Según Bloomberg Línea, el panorama de las acciones estadounidenses se reconfiguró este jueves tras el lanzamiento de un informe laboral que mostró una contracción del empleo en junio, con la generación de apenas 57.000 puestos, frente a una proyección de 113.000 por parte de expertos consultados. El dato, junto con revisiones negativas para los meses de abril y mayo, pone de manifiesto una disminución en la actividad laboral, especialmente en sectores como ocio, hospitalidad, comercio minorista e información, donde se registró una caída significativa desde 2020. Aunque el número de empleos bajó, la tasa de desempleo se redujo a 4,2%, impulsada por una caída en la participación laboral, que cayó hasta 61,5%, su nivel más bajo en más de cinco años. En particular, entre los trabajadores de 25 a 54 años, la participación descendió a 83,3%, cifra que coincide con el mínimo registrado desde 2023.

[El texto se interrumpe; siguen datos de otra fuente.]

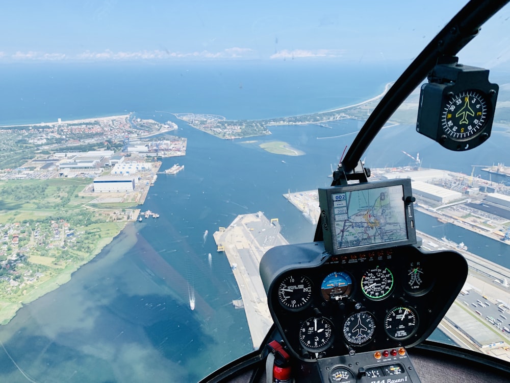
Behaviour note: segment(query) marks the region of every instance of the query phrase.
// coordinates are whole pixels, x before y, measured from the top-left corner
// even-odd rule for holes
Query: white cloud
[[[0,52],[0,60],[11,60],[14,61],[39,60],[39,61],[110,61],[110,60],[164,60],[172,59],[192,58],[196,59],[241,59],[255,58],[258,57],[257,52],[250,48],[242,48],[235,46],[227,48],[218,52],[211,52],[208,51],[183,53],[170,52],[166,50],[156,50],[155,51],[139,51],[137,52],[114,52],[109,49],[102,52],[91,52],[86,51],[74,55],[66,55],[60,53],[45,53],[43,52],[29,51],[27,52],[17,52],[9,55],[4,52]]]
[[[312,50],[305,49],[295,49],[289,51],[284,49],[279,51],[269,56],[270,59],[285,59],[296,58],[313,58],[313,57],[341,57],[343,55],[344,51],[339,49],[315,49]]]

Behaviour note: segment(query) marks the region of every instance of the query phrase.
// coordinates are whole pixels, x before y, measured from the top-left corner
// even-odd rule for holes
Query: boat
[[[456,242],[454,242],[452,241],[448,240],[446,237],[443,237],[441,239],[441,242],[443,243],[450,246],[451,247],[454,247],[457,249],[460,249],[462,250],[464,250],[465,251],[468,250],[468,247],[464,244],[464,242],[461,242],[460,244],[457,244]]]
[[[170,167],[169,169],[167,169],[166,170],[165,170],[164,173],[165,174],[176,174],[184,169],[184,165],[180,165],[179,164],[176,163],[175,165]]]
[[[190,308],[192,311],[195,309],[195,289],[193,286],[188,285],[188,294],[190,299]]]

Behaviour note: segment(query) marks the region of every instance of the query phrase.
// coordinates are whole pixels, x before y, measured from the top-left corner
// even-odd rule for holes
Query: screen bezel
[[[401,186],[402,191],[402,204],[403,206],[404,222],[407,238],[388,242],[360,245],[347,247],[339,247],[336,240],[335,213],[332,196],[339,193],[349,193],[370,189],[378,189]],[[322,233],[324,248],[333,255],[338,255],[370,250],[377,250],[404,245],[416,244],[416,229],[415,225],[414,210],[413,207],[413,193],[411,179],[403,178],[389,181],[352,184],[345,186],[331,186],[319,189],[319,204],[321,210]]]

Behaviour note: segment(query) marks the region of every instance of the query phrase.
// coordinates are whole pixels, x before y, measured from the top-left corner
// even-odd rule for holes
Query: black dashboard
[[[375,363],[431,333],[462,289],[467,265],[451,251],[406,245],[334,256],[314,242],[271,249],[260,272],[273,319],[294,357],[321,361],[373,351]]]

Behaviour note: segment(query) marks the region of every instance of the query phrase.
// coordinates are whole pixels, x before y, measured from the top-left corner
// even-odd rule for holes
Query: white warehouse
[[[486,201],[493,202],[499,205],[502,205],[506,207],[510,207],[510,197],[500,193],[489,193],[487,195]]]
[[[98,177],[94,179],[94,191],[99,192],[133,192],[133,177]]]

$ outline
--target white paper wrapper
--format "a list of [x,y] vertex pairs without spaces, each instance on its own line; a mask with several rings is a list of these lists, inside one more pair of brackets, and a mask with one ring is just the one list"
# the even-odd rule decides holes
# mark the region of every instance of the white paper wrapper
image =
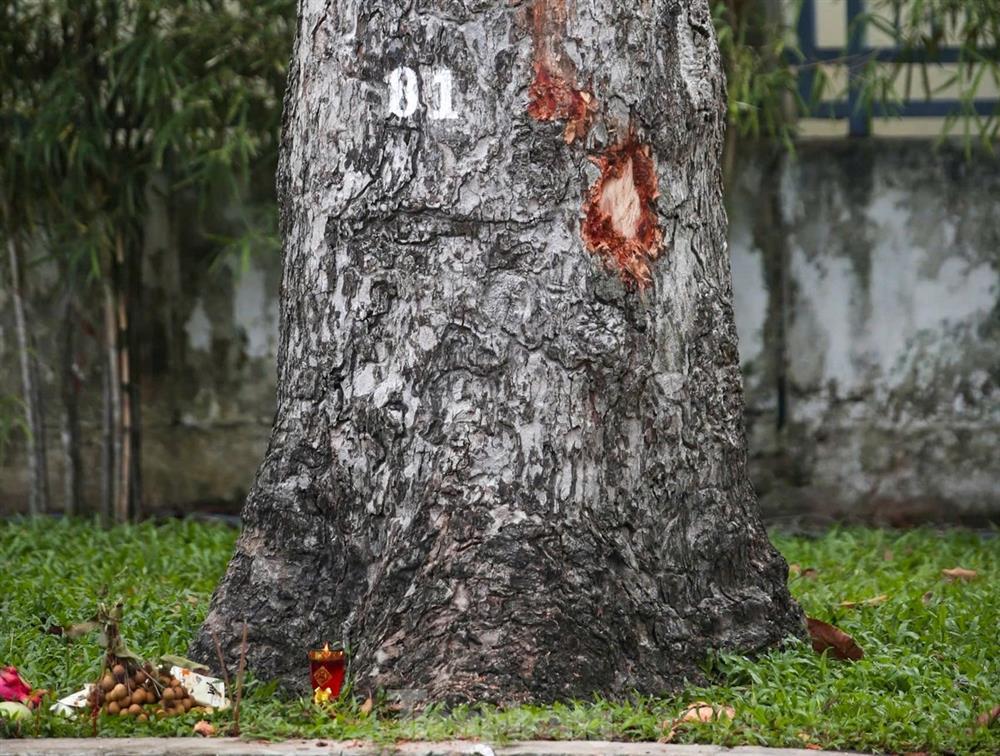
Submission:
[[217,710],[229,708],[226,684],[218,677],[201,675],[185,667],[171,667],[170,674],[181,681],[199,706],[211,706]]
[[[208,677],[197,672],[192,672],[186,667],[171,667],[170,674],[181,681],[191,698],[199,706],[211,706],[213,709],[228,709],[229,699],[226,698],[226,684],[217,677]],[[65,714],[72,717],[79,713],[81,709],[88,707],[87,696],[93,689],[93,683],[87,683],[83,690],[71,693],[65,698],[60,698],[52,706],[50,711]]]
[[71,717],[76,714],[77,710],[86,709],[87,696],[90,695],[90,691],[93,687],[93,683],[87,683],[83,686],[83,690],[78,690],[76,693],[70,693],[65,698],[60,698],[49,707],[49,711],[54,711],[57,714],[65,714],[67,717]]

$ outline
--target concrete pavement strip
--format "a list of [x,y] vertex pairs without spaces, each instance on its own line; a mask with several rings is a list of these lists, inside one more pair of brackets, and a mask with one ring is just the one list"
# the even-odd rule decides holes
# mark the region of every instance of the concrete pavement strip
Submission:
[[[712,745],[528,741],[488,745],[470,741],[395,743],[238,738],[39,738],[0,740],[0,756],[816,756],[799,748],[723,748]],[[822,753],[832,754],[834,751]],[[843,755],[841,755],[843,756]]]

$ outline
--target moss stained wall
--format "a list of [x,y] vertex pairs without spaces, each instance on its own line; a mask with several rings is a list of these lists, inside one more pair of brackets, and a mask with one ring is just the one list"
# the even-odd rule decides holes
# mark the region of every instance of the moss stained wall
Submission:
[[[765,513],[982,521],[1000,515],[1000,160],[924,141],[756,149],[729,189],[752,472]],[[236,511],[274,411],[276,257],[212,265],[154,203],[144,270],[147,506]],[[600,264],[595,258],[595,265]],[[31,269],[58,505],[58,297]],[[81,318],[86,496],[100,487],[100,355]],[[18,394],[0,289],[0,394]],[[0,513],[23,507],[23,450]]]

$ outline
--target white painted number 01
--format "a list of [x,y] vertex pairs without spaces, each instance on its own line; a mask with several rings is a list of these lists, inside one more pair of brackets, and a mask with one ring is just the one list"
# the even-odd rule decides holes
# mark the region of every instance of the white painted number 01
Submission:
[[[400,118],[409,118],[420,107],[420,89],[417,82],[417,72],[409,66],[400,66],[389,74],[389,112]],[[453,81],[451,71],[440,68],[431,76],[431,89],[436,90],[437,97],[431,97],[429,118],[444,121],[458,118],[452,101]]]

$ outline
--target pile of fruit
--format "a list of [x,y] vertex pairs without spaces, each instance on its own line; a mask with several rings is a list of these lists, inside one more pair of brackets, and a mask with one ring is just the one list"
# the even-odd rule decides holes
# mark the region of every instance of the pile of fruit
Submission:
[[87,700],[93,710],[100,709],[113,717],[136,717],[140,722],[150,716],[184,714],[195,706],[191,694],[169,672],[124,660],[104,673]]

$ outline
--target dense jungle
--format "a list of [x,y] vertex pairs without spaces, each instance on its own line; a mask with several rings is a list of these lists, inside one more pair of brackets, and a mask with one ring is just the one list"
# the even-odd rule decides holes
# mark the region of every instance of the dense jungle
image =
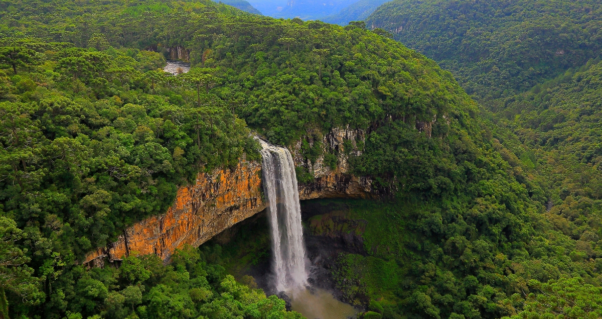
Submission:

La estabilidad percibida en el mercado laboral, a pesar de su ralentización, ha sido clave para reforzar las expectativas de que la Reserva Federal mantenga su política monetaria sin cambios en los próximos meses. Los mercados, en respuesta, han ajustado sus expectativas, reduciendo la probabilidad implícita de un alza de tasas en julio a aproximadamente un 20%, frente a un 33% antes del lanzamiento del informe. Esta modificación refleja una mayor cautela en los indicadores que guían las decisiones del comité de políticas. Analistas como Kay Haigh, de Goldman Sachs Asset Management, señalan que el escenario actual apunta a una estabilidad en las tasas de interés durante el año, aunque reconocen que una subida inesperada en la inflación podría alterar esa postura.

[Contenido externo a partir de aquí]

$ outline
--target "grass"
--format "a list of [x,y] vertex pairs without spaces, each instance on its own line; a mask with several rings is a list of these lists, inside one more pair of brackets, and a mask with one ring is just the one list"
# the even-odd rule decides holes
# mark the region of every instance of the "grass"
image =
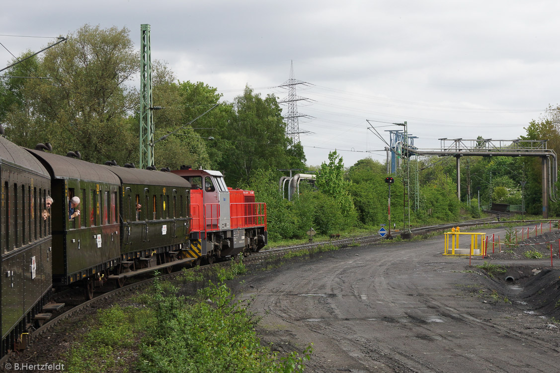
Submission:
[[528,250],[523,253],[528,259],[542,259],[543,254],[536,250]]
[[71,373],[130,371],[138,353],[142,331],[152,318],[146,308],[114,306],[97,311],[94,324],[85,334],[77,334],[61,362]]
[[[302,373],[311,346],[282,355],[262,346],[255,331],[259,319],[223,282],[246,271],[240,262],[216,269],[220,282],[209,281],[193,299],[156,278],[129,300],[134,306],[99,310],[90,319],[62,356],[65,371]],[[199,280],[185,272],[175,283]]]
[[489,262],[486,262],[486,260],[484,260],[483,264],[477,265],[477,268],[484,269],[491,278],[493,278],[494,275],[497,273],[505,273],[506,271],[506,268],[502,265],[492,264]]

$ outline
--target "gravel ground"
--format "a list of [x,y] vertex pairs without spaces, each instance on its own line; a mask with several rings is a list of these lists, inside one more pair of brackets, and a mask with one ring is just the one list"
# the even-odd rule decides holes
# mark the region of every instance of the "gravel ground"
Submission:
[[[560,234],[544,230],[524,243],[556,240],[557,255]],[[482,231],[496,242],[506,234]],[[560,371],[560,271],[550,268],[549,244],[507,249],[513,252],[502,246],[472,258],[472,267],[468,257],[442,255],[442,236],[387,244],[263,263],[267,271],[253,268],[230,285],[252,299],[263,343],[279,352],[313,343],[306,372]],[[527,247],[545,259],[528,259]],[[507,272],[491,277],[476,267],[484,261]],[[8,361],[59,360],[95,313]]]

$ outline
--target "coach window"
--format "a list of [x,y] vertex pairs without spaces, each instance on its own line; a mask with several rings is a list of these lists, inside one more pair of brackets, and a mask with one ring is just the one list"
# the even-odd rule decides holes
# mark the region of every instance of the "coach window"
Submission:
[[109,192],[105,192],[103,193],[103,221],[101,223],[102,225],[107,224],[109,221],[109,218],[107,216],[107,214],[109,213]]
[[179,216],[183,217],[183,216],[184,216],[184,215],[183,215],[183,194],[181,194],[179,196],[179,203],[180,205],[179,207]]
[[4,206],[4,222],[6,227],[4,228],[4,237],[6,238],[6,250],[10,250],[10,186],[8,182],[4,183],[4,193],[6,193],[6,206]]
[[21,245],[25,243],[25,223],[27,222],[27,209],[25,208],[25,185],[21,185]]
[[113,218],[113,222],[116,222],[116,192],[114,192],[111,195],[111,217]]
[[177,191],[173,191],[173,216],[176,218],[177,216]]
[[33,221],[34,220],[33,215],[32,200],[31,199],[31,185],[27,186],[27,239],[29,243],[33,241]]
[[17,221],[17,208],[19,206],[19,201],[17,200],[17,184],[13,184],[13,226],[15,229],[13,231],[13,243],[14,247],[18,246],[18,243],[20,234],[20,225]]
[[[136,197],[134,198],[134,206],[136,207],[135,209],[136,211],[136,221],[138,221],[138,220],[140,220],[140,215],[142,213],[142,204],[140,203],[139,194],[137,194]],[[148,208],[147,207],[146,207],[146,208]]]
[[35,214],[35,219],[33,222],[33,227],[34,231],[35,233],[35,239],[36,240],[37,237],[37,222],[41,221],[41,219],[39,217],[38,210],[39,209],[39,204],[37,203],[37,188],[33,188],[33,211]]
[[[86,213],[87,211],[87,206],[86,204],[87,202],[87,201],[86,199],[86,189],[80,189],[80,202],[82,204],[80,212],[83,211],[84,213]],[[78,216],[78,217],[80,218],[80,220],[78,221],[80,222],[80,226],[82,228],[86,226],[86,215],[84,215],[83,218],[82,218],[81,213]]]
[[[69,215],[70,215],[70,206],[71,206],[71,202],[70,202],[70,200],[71,200],[72,199],[72,198],[74,197],[74,195],[76,195],[76,193],[74,192],[74,188],[68,188],[68,219],[71,218],[70,217],[70,216],[69,216]],[[78,205],[78,206],[76,206],[75,208],[77,210],[79,210],[80,209],[80,207],[81,207],[80,206],[80,205]],[[78,215],[76,218],[74,218],[73,219],[72,219],[72,220],[70,221],[70,224],[69,224],[69,228],[71,228],[72,229],[76,228],[76,220],[78,220],[76,218],[80,218],[80,216]],[[79,227],[80,225],[78,225],[78,226]],[[46,233],[46,232],[45,232],[45,233]]]
[[165,202],[164,202],[166,207],[165,208],[165,217],[167,219],[169,218],[172,218],[172,212],[171,212],[171,205],[169,204],[169,195],[166,194],[165,196]]
[[90,189],[90,226],[94,227],[97,225],[97,191],[95,189]]
[[142,208],[146,211],[144,212],[144,220],[150,220],[150,191],[147,188],[144,188],[144,206]]
[[[41,206],[46,206],[46,190],[43,189],[43,192],[41,193]],[[43,225],[43,236],[48,236],[50,231],[49,230],[49,222],[46,220],[43,219],[41,221],[41,224]]]
[[152,217],[152,219],[153,220],[155,220],[157,218],[156,217],[157,216],[157,197],[156,197],[155,194],[154,194],[152,196],[152,208],[153,209],[152,210],[152,213],[153,214],[153,216]]

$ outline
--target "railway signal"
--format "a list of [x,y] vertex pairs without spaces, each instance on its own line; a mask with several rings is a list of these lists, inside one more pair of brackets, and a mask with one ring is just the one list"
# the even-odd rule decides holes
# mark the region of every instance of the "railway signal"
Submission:
[[[395,182],[395,179],[391,176],[388,176],[385,178],[385,183],[389,185],[389,204],[388,204],[388,215],[389,217],[389,234],[387,235],[387,238],[392,238],[391,236],[391,184]],[[384,231],[383,227],[381,229]],[[381,232],[379,232],[379,234],[381,235],[381,237],[385,237],[385,234],[381,234]]]

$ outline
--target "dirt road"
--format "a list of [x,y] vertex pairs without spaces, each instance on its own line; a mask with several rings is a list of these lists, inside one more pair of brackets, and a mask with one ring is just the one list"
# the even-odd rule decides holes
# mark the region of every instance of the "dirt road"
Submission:
[[560,371],[560,324],[540,313],[560,307],[550,259],[490,278],[442,251],[439,236],[316,254],[248,278],[243,296],[264,342],[313,343],[307,372]]

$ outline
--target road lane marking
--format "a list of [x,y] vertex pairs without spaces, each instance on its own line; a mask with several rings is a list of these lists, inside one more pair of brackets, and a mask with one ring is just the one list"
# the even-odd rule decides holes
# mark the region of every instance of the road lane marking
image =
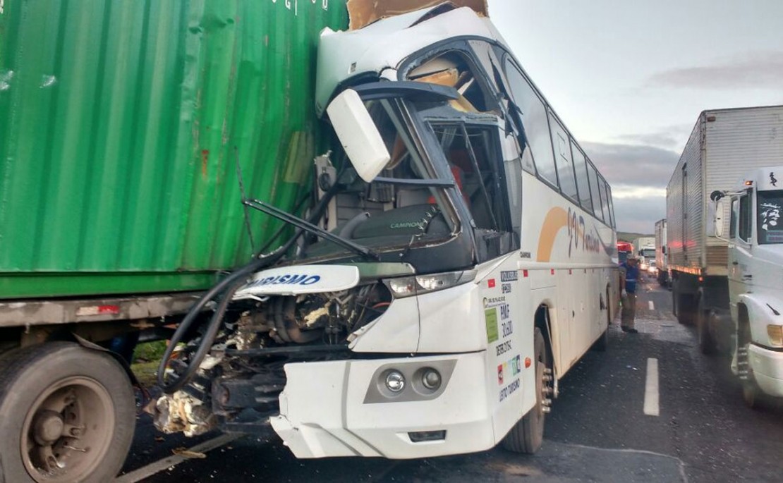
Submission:
[[[231,442],[234,441],[238,438],[241,438],[242,434],[222,434],[218,436],[217,438],[213,438],[212,439],[207,440],[203,443],[199,443],[193,448],[189,448],[189,451],[194,451],[196,452],[207,452],[215,449],[215,448],[219,448],[223,445],[227,445]],[[138,470],[134,470],[118,477],[114,480],[114,483],[135,483],[136,481],[141,481],[144,478],[148,478],[150,476],[160,473],[164,470],[168,470],[171,467],[175,467],[183,461],[187,461],[189,458],[184,456],[178,456],[176,455],[172,455],[163,460],[159,460],[155,463],[150,463],[146,467],[142,467]]]
[[647,359],[647,381],[644,383],[644,414],[659,416],[658,359]]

Para los inversores peruanos, este desarrollo es un indicador clave de cómo los mercados norteaméricos reaccionan ante señales de debilidad económica. Aunque los datos estadounidenses no son directamente aplicables a su contexto, ofrecen una referencia sobre el comportamiento de los mercados frente a la incertidumbre. Si bien el crecimiento del empleo en EE.UU. se mantiene por debajo de lo esperado, la estabilidad en el desempleo puede interpretarse como una señal de que las economías de alto ingreso no están en riesgo inmediato. En el escenario peruano, donde la política monetaria se ajusta a condiciones locales, este comportamiento podría servir como referencia para evaluar si las tasas de interés internas deben mantenerse o ajustarse. Lo importante es que, en momentos de incertidumbre, los mercados tienden a reaccionar con cautela, lo que sugiere que la estabilidad en el empleo, aunque débil, puede ser un pilar para mantener la confianza en el entorno financiero.